Electron. J. Biotechnol. vol.15 no.2 Valparaíso mar. 2012

 

Molecular Biology and Genetics
  Animal Biotechnology
Electronic Journal of Biotechnology ISSN: 0717-3458 Vol. 15 No. 2, Issue of March 15, 2012
© 2012 by Pontificia Universidad Católica de Valparaíso -- Chile Received October 4, 2011 / Accepted January 27, 2012
DOI: 10.2225/vol15-issue2-fulltext-10  
SHORT COMMUNICATION

Sheep 7SK promoter for short hairpin RNA expression

Wei Ni§1 · Shengwei Hu§1,2 · Wureli Hazi1 · Yuanzhi Wang1 · Jun Qiao1 · Ren Yan1 · Chuangfu Chen*1

1 Shihezi University, College of Animal Science and Technology, Shihezi, China
2 Shihezi University, Key Laboratory for AgroBiotecnology, Shihezi, China

*Corresponding author: chencf1962@yahoo.com

§These authors equally contributed to this work

Financial support: Grants from the 973 Program (2010CB530200) and Projects of Cultivating New Varieties by Transgenic Technology (2009ZX08005-003B).
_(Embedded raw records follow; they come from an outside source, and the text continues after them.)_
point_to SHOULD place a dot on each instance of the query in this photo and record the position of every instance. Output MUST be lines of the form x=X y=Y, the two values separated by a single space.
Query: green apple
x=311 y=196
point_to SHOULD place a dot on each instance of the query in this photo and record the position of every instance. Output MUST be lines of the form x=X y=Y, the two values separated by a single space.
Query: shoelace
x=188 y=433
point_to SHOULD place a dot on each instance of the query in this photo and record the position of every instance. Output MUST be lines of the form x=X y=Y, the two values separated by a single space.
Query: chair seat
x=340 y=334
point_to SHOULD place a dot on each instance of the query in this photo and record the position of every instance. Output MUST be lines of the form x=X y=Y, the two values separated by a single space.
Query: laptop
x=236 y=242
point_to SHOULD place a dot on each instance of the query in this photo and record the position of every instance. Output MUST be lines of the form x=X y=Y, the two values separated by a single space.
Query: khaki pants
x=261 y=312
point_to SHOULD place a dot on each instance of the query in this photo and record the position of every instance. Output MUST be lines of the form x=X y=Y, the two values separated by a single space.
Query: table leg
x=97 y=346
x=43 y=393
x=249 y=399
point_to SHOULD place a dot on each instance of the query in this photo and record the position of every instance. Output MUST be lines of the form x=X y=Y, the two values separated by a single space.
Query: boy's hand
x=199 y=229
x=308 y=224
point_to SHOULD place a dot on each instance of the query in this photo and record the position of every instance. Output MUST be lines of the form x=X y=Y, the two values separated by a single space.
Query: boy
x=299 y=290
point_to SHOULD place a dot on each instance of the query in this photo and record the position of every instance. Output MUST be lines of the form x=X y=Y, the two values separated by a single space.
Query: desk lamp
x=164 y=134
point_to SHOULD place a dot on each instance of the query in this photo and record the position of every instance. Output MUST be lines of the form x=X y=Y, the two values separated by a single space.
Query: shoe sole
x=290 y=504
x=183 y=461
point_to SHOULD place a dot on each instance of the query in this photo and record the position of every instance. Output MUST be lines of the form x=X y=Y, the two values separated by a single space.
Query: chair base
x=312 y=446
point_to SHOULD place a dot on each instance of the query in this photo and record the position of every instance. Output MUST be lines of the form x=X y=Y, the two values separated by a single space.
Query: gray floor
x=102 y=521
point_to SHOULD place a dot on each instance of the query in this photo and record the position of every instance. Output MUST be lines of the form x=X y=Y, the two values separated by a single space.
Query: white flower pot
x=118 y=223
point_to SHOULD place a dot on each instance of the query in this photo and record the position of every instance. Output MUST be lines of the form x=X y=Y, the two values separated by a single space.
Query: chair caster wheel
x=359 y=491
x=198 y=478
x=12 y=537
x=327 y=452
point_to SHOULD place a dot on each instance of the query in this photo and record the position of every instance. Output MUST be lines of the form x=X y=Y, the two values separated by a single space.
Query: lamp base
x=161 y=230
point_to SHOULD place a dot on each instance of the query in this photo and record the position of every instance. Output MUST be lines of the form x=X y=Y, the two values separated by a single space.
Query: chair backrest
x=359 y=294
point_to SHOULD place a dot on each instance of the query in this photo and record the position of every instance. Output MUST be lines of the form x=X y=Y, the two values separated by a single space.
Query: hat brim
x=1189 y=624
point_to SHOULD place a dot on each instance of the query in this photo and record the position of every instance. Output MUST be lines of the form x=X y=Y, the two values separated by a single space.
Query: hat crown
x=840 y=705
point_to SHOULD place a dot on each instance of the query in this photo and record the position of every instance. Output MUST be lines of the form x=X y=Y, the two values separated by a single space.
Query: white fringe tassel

Keywords: 7SK promoter, RNAi, sheep, shRNA.

Abstract    

Background: Gene silencing mediated by small interfering RNA (siRNA) has become a powerful biological tool for the regulation of gene expression. For the synthesis of siRNA by vector-based expression systems, several mammalian small nuclear RNA (snRNA) promoters have been cloned and shown different transcriptional efficiencies. Results: In this study, we identified a sheep 7SK snRNA (s7SK) promoter based on the highly conserved polymerase III promoter elements. Promoter activity was measured by promoter-driven shRNA expression to suppress expression of an exogenous reporter gene and endogenous sheep gene. Conclusions: The knock down assay demonstrated that the s7SK induced more stronger inhibition effect than human U6 and H1 promoters. The use of this native sheep 7SK promoter for shRNA expressionis an important component for development of RNAi-based gene therapy and production of transgenic animals in sheep species.

Introduction

RNA interference (RNAi) is an important mechanism of gene expression regulation in various species (Meister and Tuschl, 2004). The RNAi pathway involves the processing of double-stranded RNAs (dsRNAs) into 21-23 nucleotide duplexes to initiate gene knockdown (Fire et al. 1998). Now there are three ways to introduce dsRNAs: Chemical synthesis, enzymatic synthesis and shRNA expression vectors. The last way is cost-efficient and useful for long-term knockdown of target genes. Vector-based expression systems often utilize RNA polymerase III (pol III) promoters, including U6, H1 and 7SK, to drive shRNA expression. The typical type III promoter includes a proximal sequence element (PSE) and a TATA box element and the enhancer region consisting of an octamer motif (OCT) and an SPH element (Schramm and Hernandez, 2002).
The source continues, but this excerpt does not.